Were you one of the myriads who avoid Facebook at Easter? Has the wonder at all of the different ways to meme “He is risen indeed” worn off? Do you wonder why all the fuss for a missing body anyway?
Maybe you grew up in a family that didn’t attend church. Or perhaps you grew up in a suburban evangelical church that seemed more about maintaining a cultural status quo and giving the faithful “hot topics,” than forming a robust and thoughtful faith. Growing up non-religious I didn’t know what to make of Easter either.
I heard the astounding claim that Jesus Christ came back from the dead. I assumed they meant the “not quite dead, not quite alive,” “came back” of movie zombies. Or perhaps a new-age, “his spirit is always with us.” Or maybe even a motivational, “he was knocked out but he pulled himself off the mat” to Rocky theme music. But no, they meant an actually dead person, a person who had been professionally executed and the blood drained from his lifeless corpse, was not only walking around but convinced a significant group of people to follow him around Palestine for 50 days after the government had signed off on the execution’s success and entombed and guarded him.

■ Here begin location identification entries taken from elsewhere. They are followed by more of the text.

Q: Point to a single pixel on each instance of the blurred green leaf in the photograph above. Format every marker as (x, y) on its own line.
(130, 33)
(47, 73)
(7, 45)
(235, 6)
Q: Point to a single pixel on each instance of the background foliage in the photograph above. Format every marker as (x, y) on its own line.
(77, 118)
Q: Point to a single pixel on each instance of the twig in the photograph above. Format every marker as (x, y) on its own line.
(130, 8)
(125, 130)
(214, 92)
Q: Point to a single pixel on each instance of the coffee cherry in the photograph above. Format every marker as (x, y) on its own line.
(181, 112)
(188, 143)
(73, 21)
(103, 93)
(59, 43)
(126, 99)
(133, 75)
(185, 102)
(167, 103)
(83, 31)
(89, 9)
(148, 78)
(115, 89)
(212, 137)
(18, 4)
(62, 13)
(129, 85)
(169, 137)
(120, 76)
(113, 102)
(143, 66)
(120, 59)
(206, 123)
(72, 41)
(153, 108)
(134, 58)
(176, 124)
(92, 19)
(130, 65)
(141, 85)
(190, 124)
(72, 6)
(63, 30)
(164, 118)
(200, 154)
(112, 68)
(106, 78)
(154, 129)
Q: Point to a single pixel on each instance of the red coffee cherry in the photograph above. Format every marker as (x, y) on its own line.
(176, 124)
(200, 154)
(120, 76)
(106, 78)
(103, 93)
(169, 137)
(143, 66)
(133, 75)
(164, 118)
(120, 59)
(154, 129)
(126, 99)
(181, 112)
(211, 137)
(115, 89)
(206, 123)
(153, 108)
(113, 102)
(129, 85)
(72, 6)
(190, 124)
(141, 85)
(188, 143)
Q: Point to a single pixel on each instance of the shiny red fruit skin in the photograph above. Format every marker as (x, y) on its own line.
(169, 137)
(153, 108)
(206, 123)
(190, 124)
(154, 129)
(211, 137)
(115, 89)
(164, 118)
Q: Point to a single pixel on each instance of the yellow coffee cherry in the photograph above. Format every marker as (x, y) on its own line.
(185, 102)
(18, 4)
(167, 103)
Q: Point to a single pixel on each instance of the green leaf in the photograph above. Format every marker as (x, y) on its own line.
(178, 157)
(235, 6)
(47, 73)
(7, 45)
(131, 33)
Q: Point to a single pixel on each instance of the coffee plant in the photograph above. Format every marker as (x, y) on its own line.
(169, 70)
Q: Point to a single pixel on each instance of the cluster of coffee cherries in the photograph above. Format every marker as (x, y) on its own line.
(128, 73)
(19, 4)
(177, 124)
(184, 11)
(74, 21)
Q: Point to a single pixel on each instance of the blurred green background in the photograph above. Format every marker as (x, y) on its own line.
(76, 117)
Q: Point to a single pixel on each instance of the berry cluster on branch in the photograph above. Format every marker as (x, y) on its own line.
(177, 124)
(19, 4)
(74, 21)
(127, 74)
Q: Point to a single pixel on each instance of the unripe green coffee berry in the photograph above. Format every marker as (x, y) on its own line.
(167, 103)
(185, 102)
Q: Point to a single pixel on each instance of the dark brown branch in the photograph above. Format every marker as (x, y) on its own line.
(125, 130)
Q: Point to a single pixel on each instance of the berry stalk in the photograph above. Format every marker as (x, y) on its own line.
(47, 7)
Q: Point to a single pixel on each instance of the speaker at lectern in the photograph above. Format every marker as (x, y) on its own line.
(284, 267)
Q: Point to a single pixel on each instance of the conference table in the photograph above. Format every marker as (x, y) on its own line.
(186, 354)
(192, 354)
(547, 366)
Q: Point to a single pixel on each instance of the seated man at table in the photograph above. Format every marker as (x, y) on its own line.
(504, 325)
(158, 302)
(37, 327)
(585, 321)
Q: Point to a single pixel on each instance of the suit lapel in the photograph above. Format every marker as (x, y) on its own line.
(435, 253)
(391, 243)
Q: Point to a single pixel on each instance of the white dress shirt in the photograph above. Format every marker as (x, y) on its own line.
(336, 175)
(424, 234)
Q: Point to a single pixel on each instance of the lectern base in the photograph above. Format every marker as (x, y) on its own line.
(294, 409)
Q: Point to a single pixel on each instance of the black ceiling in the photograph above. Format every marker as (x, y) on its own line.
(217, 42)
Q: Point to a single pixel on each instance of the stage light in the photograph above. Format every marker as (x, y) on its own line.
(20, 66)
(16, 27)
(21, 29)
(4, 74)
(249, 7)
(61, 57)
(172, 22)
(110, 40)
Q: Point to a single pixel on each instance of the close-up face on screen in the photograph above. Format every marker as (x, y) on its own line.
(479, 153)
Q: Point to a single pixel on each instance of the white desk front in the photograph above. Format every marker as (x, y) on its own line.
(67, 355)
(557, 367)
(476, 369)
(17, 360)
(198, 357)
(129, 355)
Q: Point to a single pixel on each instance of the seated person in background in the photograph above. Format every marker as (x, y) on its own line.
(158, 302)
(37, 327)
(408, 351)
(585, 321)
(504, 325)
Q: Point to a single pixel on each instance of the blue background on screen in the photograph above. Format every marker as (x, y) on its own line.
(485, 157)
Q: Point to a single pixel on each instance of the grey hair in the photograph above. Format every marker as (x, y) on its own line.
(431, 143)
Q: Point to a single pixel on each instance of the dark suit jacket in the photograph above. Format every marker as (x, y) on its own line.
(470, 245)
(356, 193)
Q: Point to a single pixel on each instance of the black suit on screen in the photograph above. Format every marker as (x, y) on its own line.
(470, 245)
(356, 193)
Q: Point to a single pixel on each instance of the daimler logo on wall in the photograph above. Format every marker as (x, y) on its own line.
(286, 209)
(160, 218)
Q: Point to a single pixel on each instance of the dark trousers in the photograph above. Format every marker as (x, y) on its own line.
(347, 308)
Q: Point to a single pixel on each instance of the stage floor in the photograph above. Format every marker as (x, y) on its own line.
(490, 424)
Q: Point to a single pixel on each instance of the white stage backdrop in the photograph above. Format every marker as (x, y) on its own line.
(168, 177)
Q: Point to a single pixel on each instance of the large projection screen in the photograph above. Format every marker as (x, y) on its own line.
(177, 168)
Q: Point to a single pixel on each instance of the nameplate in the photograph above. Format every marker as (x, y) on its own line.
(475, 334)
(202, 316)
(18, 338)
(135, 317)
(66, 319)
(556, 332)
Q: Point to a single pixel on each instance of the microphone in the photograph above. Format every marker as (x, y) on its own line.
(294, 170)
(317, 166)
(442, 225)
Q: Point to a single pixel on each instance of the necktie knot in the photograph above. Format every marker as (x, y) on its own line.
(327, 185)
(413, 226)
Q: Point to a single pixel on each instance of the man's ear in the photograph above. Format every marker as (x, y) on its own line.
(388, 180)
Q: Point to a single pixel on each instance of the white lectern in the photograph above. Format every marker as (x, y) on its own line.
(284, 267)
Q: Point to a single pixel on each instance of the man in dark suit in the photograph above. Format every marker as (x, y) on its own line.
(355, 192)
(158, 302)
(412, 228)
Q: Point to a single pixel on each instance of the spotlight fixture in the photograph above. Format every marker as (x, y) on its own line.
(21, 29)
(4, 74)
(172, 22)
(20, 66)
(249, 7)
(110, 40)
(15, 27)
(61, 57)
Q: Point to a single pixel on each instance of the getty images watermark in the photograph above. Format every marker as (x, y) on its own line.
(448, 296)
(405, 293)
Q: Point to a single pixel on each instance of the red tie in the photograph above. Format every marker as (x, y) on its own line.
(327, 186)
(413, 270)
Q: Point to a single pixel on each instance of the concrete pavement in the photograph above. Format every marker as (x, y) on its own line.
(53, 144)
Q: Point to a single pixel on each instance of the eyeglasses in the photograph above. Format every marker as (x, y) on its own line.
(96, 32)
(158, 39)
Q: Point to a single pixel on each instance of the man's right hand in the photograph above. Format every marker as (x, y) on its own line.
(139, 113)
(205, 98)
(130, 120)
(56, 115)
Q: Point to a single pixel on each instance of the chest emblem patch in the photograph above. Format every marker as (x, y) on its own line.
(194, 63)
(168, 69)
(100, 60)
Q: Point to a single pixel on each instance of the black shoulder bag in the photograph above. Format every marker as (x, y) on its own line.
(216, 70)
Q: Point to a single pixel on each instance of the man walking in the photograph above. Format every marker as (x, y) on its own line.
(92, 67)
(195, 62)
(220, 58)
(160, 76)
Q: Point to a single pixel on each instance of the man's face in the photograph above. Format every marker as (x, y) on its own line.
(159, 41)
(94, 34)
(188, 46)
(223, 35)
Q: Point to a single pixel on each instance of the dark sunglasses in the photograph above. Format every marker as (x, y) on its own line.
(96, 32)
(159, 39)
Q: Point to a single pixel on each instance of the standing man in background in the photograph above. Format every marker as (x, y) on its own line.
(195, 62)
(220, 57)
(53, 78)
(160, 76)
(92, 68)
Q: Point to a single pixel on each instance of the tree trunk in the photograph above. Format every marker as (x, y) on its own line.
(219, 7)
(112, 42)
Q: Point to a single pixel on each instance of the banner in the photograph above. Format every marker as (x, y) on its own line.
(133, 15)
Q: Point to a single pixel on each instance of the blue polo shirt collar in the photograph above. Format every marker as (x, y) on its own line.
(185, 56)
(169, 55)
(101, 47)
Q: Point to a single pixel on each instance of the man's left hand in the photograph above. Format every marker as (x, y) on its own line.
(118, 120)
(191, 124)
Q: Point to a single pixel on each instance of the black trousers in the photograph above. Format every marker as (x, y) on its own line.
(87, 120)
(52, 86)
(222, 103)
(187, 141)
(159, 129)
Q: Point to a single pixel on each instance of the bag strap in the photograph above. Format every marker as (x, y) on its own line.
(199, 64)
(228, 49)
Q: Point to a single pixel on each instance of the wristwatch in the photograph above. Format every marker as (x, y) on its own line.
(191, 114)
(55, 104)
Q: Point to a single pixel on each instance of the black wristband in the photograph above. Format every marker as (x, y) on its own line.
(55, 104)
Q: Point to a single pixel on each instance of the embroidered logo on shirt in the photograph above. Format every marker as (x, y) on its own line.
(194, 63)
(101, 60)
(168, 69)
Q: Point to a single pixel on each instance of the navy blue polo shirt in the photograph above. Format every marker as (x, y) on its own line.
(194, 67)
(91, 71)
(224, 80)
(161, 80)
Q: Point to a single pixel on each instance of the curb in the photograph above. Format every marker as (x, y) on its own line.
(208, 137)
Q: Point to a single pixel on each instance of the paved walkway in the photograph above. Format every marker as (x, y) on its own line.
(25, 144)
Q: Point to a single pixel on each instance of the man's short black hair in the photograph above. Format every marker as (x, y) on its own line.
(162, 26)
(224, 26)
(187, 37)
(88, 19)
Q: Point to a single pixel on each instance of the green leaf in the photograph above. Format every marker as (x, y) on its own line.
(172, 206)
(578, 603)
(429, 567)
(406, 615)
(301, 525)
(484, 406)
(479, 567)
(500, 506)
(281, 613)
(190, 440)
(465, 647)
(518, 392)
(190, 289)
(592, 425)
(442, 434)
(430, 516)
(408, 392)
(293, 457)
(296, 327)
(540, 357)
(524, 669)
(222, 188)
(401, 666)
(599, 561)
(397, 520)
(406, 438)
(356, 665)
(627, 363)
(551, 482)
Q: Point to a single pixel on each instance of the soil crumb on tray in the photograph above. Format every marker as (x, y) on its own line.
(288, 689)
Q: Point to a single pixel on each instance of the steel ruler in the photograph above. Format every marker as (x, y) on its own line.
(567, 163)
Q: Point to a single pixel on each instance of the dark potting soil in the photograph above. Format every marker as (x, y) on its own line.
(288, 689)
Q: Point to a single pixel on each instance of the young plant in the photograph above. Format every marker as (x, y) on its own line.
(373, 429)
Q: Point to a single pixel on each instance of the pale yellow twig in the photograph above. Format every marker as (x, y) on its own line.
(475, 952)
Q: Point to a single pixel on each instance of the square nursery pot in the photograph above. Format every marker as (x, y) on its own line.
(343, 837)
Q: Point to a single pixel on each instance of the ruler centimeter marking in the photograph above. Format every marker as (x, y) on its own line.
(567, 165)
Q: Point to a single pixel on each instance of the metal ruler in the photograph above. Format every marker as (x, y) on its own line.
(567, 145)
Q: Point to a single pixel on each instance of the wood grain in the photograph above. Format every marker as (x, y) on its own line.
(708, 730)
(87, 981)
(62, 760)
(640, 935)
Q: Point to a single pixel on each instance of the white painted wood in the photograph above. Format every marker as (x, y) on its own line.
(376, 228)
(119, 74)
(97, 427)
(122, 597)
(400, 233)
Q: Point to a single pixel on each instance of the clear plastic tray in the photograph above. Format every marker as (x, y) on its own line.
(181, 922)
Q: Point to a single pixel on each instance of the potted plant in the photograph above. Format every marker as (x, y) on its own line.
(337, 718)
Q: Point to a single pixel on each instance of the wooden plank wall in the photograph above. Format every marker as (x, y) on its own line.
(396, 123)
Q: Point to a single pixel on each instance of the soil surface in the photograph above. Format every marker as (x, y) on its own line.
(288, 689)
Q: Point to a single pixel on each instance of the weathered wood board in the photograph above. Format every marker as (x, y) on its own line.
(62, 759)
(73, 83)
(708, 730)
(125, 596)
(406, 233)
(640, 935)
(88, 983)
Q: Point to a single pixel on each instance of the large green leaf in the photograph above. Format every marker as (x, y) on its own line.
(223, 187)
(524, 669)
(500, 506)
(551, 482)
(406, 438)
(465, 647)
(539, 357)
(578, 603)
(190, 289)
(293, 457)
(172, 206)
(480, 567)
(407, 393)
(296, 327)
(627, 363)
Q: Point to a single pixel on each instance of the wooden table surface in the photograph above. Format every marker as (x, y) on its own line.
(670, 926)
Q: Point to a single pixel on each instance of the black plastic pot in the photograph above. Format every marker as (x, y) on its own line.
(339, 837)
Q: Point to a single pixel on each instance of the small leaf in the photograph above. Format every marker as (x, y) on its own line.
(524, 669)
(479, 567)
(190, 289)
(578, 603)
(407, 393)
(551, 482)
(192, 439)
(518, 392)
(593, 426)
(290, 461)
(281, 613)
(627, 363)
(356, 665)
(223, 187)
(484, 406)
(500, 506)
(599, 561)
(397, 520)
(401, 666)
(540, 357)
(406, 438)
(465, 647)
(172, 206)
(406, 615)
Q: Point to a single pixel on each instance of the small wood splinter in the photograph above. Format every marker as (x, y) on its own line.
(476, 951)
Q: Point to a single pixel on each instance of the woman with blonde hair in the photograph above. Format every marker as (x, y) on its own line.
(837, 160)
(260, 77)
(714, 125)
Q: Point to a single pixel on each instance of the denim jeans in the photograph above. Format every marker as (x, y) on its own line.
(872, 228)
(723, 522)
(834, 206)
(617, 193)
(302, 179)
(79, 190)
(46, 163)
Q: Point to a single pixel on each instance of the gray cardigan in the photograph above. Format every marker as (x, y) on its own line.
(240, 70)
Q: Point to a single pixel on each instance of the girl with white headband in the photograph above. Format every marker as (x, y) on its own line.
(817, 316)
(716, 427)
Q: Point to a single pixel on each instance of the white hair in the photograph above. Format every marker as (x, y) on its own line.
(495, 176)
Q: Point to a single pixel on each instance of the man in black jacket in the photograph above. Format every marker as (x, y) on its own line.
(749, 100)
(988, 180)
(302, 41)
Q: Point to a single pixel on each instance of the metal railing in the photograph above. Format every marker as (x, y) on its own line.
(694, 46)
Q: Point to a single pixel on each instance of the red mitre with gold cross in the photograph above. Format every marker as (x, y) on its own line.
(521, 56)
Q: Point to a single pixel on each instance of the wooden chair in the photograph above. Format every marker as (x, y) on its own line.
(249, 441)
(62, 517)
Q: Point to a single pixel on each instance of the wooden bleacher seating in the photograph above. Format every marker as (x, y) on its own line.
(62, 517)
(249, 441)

When I first heard this I thought, “Ridiculous! How can even Christians believe such a tale?”
Well, it turns out it is hard to stop people from believing, even in shocking things, when they have seen them for themselves. The eyewitnesses to Jesus resurrection couldn’t stop talking about seeing Jesus after his death, even when it got them killed. Eleven of twelve disciples would die for failing to say 3 simple words: “It. Never. Happened.” Even before folk could really tell you what Jesus’ resurrection meant they knew it was earth shattering; That it put what Jesus had done in an altogether different category from anything that had happened on the planet before or since.
People that were seen to be killed but are walking around and claiming that they laid down their life and, as God in the flesh, are free to pick it up (John 10:17-18), well, that creates a spectacle. The question is, what does the spectacle mean? The early followers of Jesus, upon reflection, realized the empty tomb meant three things:
First, it plausibly explained our human condition. Second, it was a concrete event that withstands scrutiny. Third, it tangibly improves the lives of its followers.
First, our human condition: Unlike modernity’s belief in the goodness of humanity, the Christian faith acknowledges a further complexity – that we are enslaved, by an underlying driver of our behavior: sin and death. Sin and death chase us. It is why we fear death and are uncomfortable around the dying…why we deny our own mortality and try to hide the effects of aging. And sin and death rear their ugly heads in every relationship we have, individually, interpersonally, and internationally. Well-meaning broken people breaking people as we stumble toward the grave. The Christian faith explains our human experience.
Second, the empty tomb said that Jesus entered into sin and death and defeated them, and that because he did, we will someday be as he is: never to taste death again. All of this is based in the idea that one God/Man defeated death, indicated by the empty tomb. Paul wrote the entire chapter of 1 Corinthians 15 about this. Unlike other faith systems, the Christian faith is based on an act in history, the resurrection. The empty tomb not only endures scrutiny, it invites it. In Matthew 28:6 the angel says to the women, “come, see the place where he lay.” Either Jesus exited a tomb and death is defeated. Or he did not and it is not. But give it a close look, because the empty tomb stands up to rigorous scrutiny.
And finally, Jesus Christ materially improves the lives of his followers. In A Farewell to Arms, Hemingway wrote, “the world breaks everyone…and those that will not break it kills.” Sin and death oppose us. They are trying to break us, and they are trying to kill us. Jesus breaking out of the tomb means, as Paul said, “that when Christ who is your life appears, then you also will appear with him in glory.” Jesus Christ delivers life. Now and for all eternity. (Col. 3:3-4) That life changes you. If you doubt it, ask anyone I went to high school with.
The empty tomb and missing body are a big deal because they explain our experience, withstand our scrutiny, and deliver us life.
I do realize that, even if you can accept the three historic conclusions of the 2.2 billion Christians, we are a product of our culture, and Americans have trouble with religious claims to uniqueness. Since the 1960s we have heard another unhelpfully optimistic assertion that all religions are essentially the same. This is bizarre on its face if you think about it for more than a minute. Even atheists like Harvard religion professor, Stephen Prothero think so. In his book “God is not One,” Prothero points “many Buddhists believe in no God, and many Hindus believe in thousands of them. And those gods are of completely different character as well: Is God a warrior or a mild-mannered wanderer?” Not only that, the view of the struggle of life and the vision of what being fully alive in the various religions looks completely different too. We like to pretend that religions are benignly alike. But they aren’t. And you can’t just get rid of religion either. Religion is sociologically persistent. Humans are hardwired to religion and worship. The trick…is to make sure we worship the right object.
The empty tomb and the missing body are a big deal specifically because they answer the question of the object of our worship. They explain our struggle, give a solid basis that can be scrutinized, and materially change the lives of those who walk with the risen one. Which is why your Christian friends can’t help but post about it on social media.